# Science modules in Fink: an example

A science module contains necessary routines and classes to process the data, and add values. Typically, you will receive alerts in input, and output the same alerts with additional information. Input alert information contains position, flux, telescope properties, ... You can find what information is available in an alert [here](https://zwickytransientfacility.github.io/ztf-avro-alert/), or check the current [Fink added values](https://fink-broker.readthedocs.io/en/latest/science/added_values/).

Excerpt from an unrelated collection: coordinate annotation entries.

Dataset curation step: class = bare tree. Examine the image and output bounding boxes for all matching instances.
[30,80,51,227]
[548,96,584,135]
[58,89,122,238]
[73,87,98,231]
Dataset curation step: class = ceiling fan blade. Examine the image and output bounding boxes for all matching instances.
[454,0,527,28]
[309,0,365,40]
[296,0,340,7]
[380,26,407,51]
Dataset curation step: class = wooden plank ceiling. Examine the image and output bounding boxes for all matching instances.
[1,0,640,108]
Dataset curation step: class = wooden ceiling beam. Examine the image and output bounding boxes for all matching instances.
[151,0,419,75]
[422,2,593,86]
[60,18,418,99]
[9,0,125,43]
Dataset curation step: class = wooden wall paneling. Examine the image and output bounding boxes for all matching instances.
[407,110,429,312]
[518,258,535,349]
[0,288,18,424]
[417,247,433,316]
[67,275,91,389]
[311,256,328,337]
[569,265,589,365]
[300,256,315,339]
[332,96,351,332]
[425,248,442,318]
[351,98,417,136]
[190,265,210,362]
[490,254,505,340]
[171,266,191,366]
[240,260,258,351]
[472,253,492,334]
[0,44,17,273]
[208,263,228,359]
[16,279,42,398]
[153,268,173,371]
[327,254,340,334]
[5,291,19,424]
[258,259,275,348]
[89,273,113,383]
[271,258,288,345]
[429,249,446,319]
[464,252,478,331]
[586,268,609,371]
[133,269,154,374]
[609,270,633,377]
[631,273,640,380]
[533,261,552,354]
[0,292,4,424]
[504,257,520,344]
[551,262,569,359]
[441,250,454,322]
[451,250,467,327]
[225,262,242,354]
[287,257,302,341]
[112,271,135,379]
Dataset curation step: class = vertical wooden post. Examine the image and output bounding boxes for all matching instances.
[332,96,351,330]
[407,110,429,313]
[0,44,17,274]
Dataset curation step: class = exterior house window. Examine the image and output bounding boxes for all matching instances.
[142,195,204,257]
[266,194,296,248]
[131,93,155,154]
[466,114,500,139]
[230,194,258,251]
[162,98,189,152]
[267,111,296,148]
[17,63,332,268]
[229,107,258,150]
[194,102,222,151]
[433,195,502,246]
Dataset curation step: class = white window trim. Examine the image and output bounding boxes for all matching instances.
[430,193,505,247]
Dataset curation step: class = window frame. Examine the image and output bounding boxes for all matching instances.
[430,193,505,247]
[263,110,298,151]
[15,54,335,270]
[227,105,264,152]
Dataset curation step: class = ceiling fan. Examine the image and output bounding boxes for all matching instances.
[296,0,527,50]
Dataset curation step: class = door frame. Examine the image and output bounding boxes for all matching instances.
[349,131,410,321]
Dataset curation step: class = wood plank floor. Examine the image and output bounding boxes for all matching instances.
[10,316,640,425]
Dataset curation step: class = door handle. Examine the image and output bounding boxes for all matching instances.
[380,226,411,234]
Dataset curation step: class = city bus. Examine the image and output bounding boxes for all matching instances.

In this simple example, we explore a simple science module that takes magnitudes contained in each alert, and computes the change in magnitude between the last two measurements.

In [175]:
# utility from fink-science
from fink_science.utilities import concat_col

## Loading the data

Fink receives data as Avro. However, the internal processing makes use of Parquet files. We provide here alert data as Parquet: it contains original alert data from ZTF and some added values from Fink:

In [176]:
# Load the data into a Spark DataFrame
df = spark.read.format('parquet').load('sample.parquet')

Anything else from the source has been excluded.